### **Hyperparameter Optimization: Random Forest using Randomized Search**

This notebook focuses on optimizing hyperparameters for the **Random Forest** classifier using **Randomized Search**. By exploring the hyperparameter space efficiently, the goal is to identify the best configurations for the model to enhance performance on multi-class classification tasks. This process ensures that the classifier is fine-tuned for robustness, accuracy, and efficiency in subsequent analysis.

---

### **Workflow Overview**

1. **Hyperparameter Tuning for Random Forest**
   - Use **RandomizedSearchCV** to efficiently explore key hyperparameters:
     - `n_estimators`: Number of trees in the forest.
     - `max_depth`: Maximum depth of each tree.
     - `min_samples_split` and `min_samples_leaf`: Control tree complexity to prevent overfitting.
     - `class_weight`: Handle class imbalance effectively.
   - Perform tuning for:
     - **Multi-class classification**: Normal, Amplified, Deleted.
     - **Binary classification**: Normal vs Amplified.
   - Evaluate the best combination of hyperparameters using cross-validation F1-score and analyze results.

---

### Import libraries

In [1]:
import pandas as pd
from sklearn.model_selection import train_test_split
from sklearn.ensemble import RandomForestClassifier
from sklearn.metrics import classification_report
from sklearn.model_selection import train_test_split
from sklearn.model_selection import RandomizedSearchCV

### Loading the Combined DataFrame

In [2]:
combined_data = pd.read_pickle('combined_data.pkl')

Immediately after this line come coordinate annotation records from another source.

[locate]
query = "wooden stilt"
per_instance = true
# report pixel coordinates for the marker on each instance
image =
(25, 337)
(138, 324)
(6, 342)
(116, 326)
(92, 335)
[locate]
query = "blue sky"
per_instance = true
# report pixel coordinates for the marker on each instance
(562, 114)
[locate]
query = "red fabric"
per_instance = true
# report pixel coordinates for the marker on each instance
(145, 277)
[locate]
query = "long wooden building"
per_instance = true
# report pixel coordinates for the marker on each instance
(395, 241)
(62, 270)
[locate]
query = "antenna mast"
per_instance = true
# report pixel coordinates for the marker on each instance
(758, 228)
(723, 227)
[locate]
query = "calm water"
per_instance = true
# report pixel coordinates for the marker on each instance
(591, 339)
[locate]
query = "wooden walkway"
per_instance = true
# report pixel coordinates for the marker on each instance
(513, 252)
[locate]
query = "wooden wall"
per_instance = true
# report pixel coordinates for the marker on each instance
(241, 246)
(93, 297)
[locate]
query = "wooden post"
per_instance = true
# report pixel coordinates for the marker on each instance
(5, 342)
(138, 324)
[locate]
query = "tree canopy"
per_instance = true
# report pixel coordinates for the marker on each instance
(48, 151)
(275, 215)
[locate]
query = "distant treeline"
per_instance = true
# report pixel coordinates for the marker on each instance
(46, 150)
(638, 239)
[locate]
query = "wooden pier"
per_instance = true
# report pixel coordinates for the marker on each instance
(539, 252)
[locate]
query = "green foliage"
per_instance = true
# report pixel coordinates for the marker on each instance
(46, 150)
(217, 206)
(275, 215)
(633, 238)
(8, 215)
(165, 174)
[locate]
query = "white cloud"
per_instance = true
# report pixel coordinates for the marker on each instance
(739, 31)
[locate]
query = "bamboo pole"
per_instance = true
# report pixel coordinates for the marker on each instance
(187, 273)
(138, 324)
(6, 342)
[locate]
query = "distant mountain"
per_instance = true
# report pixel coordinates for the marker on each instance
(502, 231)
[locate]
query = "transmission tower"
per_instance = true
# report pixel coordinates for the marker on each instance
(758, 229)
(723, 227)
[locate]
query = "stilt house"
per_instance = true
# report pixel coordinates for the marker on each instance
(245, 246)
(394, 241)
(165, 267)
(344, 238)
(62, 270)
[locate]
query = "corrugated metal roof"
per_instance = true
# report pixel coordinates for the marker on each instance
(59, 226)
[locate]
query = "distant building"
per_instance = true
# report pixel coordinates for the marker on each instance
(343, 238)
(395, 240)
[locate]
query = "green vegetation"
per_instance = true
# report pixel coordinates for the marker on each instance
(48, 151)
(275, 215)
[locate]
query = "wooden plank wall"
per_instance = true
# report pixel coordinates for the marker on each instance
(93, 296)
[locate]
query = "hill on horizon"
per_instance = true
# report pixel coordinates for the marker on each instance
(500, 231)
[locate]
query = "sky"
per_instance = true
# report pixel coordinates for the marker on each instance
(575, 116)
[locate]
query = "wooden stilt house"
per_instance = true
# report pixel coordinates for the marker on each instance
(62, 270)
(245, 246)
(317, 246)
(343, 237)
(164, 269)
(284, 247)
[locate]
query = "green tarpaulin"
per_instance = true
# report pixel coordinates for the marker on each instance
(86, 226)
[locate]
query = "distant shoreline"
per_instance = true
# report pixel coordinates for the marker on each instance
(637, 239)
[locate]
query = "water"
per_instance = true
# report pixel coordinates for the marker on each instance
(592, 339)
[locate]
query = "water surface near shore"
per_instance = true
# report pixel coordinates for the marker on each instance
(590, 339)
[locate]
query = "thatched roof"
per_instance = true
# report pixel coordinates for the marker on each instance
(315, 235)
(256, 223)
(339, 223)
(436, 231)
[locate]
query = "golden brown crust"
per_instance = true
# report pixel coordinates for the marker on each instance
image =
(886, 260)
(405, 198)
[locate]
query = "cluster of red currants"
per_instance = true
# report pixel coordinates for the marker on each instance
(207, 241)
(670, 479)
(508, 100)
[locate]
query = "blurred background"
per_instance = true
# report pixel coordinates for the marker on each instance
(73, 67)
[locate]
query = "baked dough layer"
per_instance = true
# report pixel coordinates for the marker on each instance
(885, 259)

### Hyperparameter Tuning with GridSearchCV

In [3]:
# Split data into features (X) and target (y)
X = combined_data.drop(columns=['status'])  # Features
y = combined_data['status']                # Target variable

# Split into training and test sets
X_train, X_test, y_train, y_test = train_test_split(
    X, y, test_size=0.2, stratify=y, random_state=42
)

# Define the reduced parameter distributions focused on avoiding overfitting
param_dist = {
    'n_estimators': [100, 200],                # Default = 100
    'max_depth': [None, 10, 20],              # Default = None
    'min_samples_split': [2, 5, 10],          # Default = 2
    'min_samples_leaf': [1, 2, 4],            # Default = 1
    'class_weight': ['balanced', 'balanced_subsample']  # Default = None or 'balanced'
}

# Initialize RandomForestClassifier
rf = RandomForestClassifier(random_state=42, n_jobs=-1)

# Set up RandomizedSearchCV
random_search = RandomizedSearchCV(
    estimator=rf,
    param_distributions=param_dist,
    n_iter=20,                # Limit to 20 combinations
    scoring='f1_weighted',    # Use F1-weighted metric for imbalanced data
    cv=5,                     # 5-fold cross-validation
    verbose=2,
    random_state=42,
    n_jobs=-1
)

# Fit RandomizedSearchCV to the training data
random_search.fit(X_train, y_train)

# Print the best parameters and their score
print("Best parameters found:")
print(random_search.best_params_)

print("\nBest cross-validated F1-weighted score:")
print(random_search.best_score_)

# Evaluate the best model on the test set
best_model = random_search.best_estimator_
y_pred = best_model.predict(X_test)

print("\nClassification Report on Test Set:")
print(classification_report(y_test, y_pred))


Fitting 5 folds for each of 20 candidates, totalling 100 fits
[CV] END class_weight=balanced_subsample, max_depth=10, min_samples_leaf=1, min_samples_split=10, n_estimators=200; total time=24.9min
[CV] END class_weight=balanced_subsample, max_depth=10, min_samples_leaf=1, min_samples_split=10, n_estimators=200; total time=24.9min
[CV] END class_weight=balanced_subsample, max_depth=10, min_samples_leaf=1, min_samples_split=10, n_estimators=200; total time=24.9min
[CV] END class_weight=balanced_subsample, max_depth=10, min_samples_leaf=1, min_samples_split=10, n_estimators=200; total time=25.0min
[CV] END class_weight=balanced_subsample, max_depth=10, min_samples_leaf=1, min_samples_split=10, n_estimators=200; total time=25.0min
[CV] END class_weight=balanced, max_depth=None, min_samples_leaf=2, min_samples_split=10, n_estimators=100; total time=25.0min
[CV] END class_weight=balanced, max_depth=None, min_samples_leaf=2, min_samples_split=10, n_estimators=100; total time=25.1min
[CV] END 

### The default parameters are the best for Random Forest.